The city's Mandatory Provident Fund (MPF) reported lower returns in the past two months, although hot money inflow, which boosted third-quarter results, helped it stay in the black.
The 443 retirement funds, which cover 2.5 million employees in Hong Kong, returned only 1.24 per cent in November and 0.67 per cent in October, month on month, according to data provider Lipper.
The funds reported a strong 4.66 per cent gain in July to September, recovering from a 3.64 per cent loss in the second quarter. The rebound in the third quarter was mainly the result of September's monetary easing in the United States, Europe and Japan, which boosted stock markets worldwide.
In the first 11 months of this year, the pension funds have returned 10.15 per cent.
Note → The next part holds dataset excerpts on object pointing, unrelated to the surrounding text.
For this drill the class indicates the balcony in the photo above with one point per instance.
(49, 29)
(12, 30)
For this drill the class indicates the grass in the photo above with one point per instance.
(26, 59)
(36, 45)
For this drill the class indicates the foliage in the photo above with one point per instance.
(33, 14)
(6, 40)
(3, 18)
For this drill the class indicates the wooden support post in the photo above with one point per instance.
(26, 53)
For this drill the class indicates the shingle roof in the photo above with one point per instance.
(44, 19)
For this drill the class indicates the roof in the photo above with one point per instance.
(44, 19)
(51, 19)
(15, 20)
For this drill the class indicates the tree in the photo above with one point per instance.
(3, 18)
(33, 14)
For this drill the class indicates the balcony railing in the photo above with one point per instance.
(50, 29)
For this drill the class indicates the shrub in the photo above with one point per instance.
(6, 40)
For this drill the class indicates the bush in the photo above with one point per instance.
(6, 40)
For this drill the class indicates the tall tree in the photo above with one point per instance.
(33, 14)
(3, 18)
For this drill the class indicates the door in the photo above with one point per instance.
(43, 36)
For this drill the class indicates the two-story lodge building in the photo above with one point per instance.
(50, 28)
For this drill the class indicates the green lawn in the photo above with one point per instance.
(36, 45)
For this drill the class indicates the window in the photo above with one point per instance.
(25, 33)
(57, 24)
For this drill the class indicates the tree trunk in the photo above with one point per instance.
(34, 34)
Despite being a strong performance, it still does not measure up to the Hang Seng Index, which gained about 18 per cent during this period.
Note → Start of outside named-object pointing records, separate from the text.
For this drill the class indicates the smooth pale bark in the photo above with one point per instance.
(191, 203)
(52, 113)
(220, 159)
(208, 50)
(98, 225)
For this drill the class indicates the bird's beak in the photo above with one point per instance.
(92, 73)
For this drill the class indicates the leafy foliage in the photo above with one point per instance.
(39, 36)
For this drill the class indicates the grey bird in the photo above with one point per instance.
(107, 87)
Mixed-asset funds, which invest in a combination of bonds and stocks and are the most popular fund choice representing almost half of all MPF assets, returned 1.18 per cent in November and 0.35 per cent in October, down from 4.75 per cent in the third quarter.
Equity funds, the second-most popular MPF vehicle accounting for 35 per cent of all fund assets, returned 1.88 per cent in November and 1.23 per cent in October - down from 6.52 per cent in the third quarter.
Bond funds returned 0.27 per cent in November and 0.01 per cent in October, compared with 2.44 per cent in the third quarter.
"We continue to face challenges on the global scene, which will result in volatile performances," said Rex Auyeung Pak-kuen, Asia president of US pension and investment fund operator Principal Financial Group.
"With the US election settled, which has given the market some direction to follow, we now have the fiscal cliff to gauge. Combined with the projected 7 per cent growth of China, a still unclear EU [situation] plus the recent developments in the Middle East, the market will continue to be bumpy into 2013."
Mark Konyn, chief executive of Cathay Conning Asset Management, said while the US monetary easing policy had helped stock markets, November's MPF results were affected by near-term uncertainties.
"With the potential improvement in China's economy … MPF performance should retain some momentum into 2013. However … investors should maintain a balanced strategy focused on longer-term results."